Jutro z Argentyną. Powinno być ok.
Grbic ma jednak większe możliwości rotowania składem niż Lavarini…
Od tego wyboru, to ma niezłe bóle głowy. Ale tego “bólu” zazdroszczą mu inni trenerzy. Na VNL ma do dyspozycji 16 zawodników, ale na Igrzyska musi wybrać 12. I to jest następny ból głowy. Niemniej jednak lepiej mieć więcej, niż mniej.

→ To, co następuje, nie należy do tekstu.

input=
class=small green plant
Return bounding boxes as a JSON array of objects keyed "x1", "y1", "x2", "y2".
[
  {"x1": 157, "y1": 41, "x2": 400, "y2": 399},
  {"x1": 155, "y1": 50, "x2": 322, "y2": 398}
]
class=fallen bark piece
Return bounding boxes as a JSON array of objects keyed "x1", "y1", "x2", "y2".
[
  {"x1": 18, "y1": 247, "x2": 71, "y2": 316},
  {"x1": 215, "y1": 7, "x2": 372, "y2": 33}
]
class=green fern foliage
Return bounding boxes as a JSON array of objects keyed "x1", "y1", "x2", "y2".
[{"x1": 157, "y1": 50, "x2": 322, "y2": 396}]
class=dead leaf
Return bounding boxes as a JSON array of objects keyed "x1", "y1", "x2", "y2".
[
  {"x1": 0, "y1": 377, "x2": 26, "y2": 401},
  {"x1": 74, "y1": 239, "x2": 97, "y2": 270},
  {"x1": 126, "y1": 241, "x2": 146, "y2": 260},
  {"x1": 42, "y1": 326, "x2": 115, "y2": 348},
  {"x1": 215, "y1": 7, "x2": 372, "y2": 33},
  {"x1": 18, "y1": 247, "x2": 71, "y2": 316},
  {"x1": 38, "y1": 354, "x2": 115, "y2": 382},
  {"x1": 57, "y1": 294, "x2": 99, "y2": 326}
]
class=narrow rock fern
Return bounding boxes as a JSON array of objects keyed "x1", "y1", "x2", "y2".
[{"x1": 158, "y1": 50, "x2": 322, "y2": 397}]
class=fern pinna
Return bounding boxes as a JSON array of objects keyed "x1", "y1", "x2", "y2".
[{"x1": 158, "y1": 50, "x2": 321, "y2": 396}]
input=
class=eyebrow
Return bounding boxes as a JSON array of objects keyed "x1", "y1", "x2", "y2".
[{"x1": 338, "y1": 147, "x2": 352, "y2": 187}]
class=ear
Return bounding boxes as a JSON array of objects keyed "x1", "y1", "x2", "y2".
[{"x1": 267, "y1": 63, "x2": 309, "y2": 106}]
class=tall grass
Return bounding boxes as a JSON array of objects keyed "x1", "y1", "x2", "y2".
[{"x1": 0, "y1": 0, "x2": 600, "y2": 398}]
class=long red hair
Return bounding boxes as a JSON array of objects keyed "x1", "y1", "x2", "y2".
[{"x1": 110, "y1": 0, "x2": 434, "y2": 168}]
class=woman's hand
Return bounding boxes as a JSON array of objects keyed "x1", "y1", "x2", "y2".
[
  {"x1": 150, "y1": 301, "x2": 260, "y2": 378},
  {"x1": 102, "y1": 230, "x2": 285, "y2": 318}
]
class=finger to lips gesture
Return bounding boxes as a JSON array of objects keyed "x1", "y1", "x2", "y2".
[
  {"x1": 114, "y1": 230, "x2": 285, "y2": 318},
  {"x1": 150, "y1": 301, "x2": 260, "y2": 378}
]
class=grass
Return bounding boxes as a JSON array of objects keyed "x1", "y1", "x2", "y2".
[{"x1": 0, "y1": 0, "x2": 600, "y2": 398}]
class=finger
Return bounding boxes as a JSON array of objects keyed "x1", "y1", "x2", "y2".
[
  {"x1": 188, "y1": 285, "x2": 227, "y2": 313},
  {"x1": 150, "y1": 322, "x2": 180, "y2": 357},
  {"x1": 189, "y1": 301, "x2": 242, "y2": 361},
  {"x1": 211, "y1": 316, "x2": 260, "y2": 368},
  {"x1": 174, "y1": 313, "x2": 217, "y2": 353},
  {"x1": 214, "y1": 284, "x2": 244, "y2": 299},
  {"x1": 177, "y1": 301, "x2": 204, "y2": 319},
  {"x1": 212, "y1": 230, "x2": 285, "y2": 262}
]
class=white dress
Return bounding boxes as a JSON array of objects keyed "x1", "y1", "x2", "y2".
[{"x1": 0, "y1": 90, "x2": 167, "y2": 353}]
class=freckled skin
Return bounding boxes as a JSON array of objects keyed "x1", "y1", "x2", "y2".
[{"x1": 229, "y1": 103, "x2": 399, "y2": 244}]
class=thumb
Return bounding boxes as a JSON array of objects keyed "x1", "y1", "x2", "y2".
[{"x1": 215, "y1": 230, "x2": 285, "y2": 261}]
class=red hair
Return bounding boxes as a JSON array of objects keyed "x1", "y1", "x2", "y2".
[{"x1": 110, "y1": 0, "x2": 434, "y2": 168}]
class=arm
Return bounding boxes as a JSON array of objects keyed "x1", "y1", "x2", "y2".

Oglądałam i muszę powiedzieć, że z wielką przyjemnością się patrzyło, jak nasi siatkarze ogrywają Włochów. BRAWO!
Od przybytku głowa nie boli…Tak mawiają
Skład składem ale to znakomita prognoza przed IO.
Tymczasem w ćwierćfinale ligi narodów,remisujemy z Turczynkami,1:1
I trzeci set nasz!!!
2:1
Chłopaki też nie gorsi, ograli bezwzględnie Argentynę 3:0 19/18/22.
Swoimi wrażeniami podzielę się później.
Sledziłem online w pubie.Wyglądało na to że bez historii…
Po świetnej grze naszych. Nie to, że Argentyna grała słabo, to nasi grali bardzo dobrze. Nie było słabych punktów osobowych, niewiele skuch własnych, wszystko funkcjonowało. Nawet serwis niezły, ale tu bym pomarudził trochę.
Czwarty niestety powedrował do Turcji…
2:2…
Nie wiem jak to się skończy ale 3,TRZY bloki Korneluk pod rząd!!!
Tego się często nie widuje…
Dawać dziewczynyyy!!!
Polska -Turcja 3:2 i mamy półfinał!!!
I niech to wreszcie będzie polski dzień!!!
yyyeeeeaaaaah…!!! Nasze dziewczyny pogoniły Turcję 3:2 i mają półfinaaaał. !!!
Jak wszystko to wszystko…
Pierwszy raz od bardzo dawna darłam się na meczu Polek, pies znowu siedział w przedpokoju.
Niesamowitych emocji dostarczyły dziewczyny, ale od samego początku wiedziałam, że wygrają.
Chłopacy? Co tutaj dużo mówić znowu pokazali mistrzowską klasę.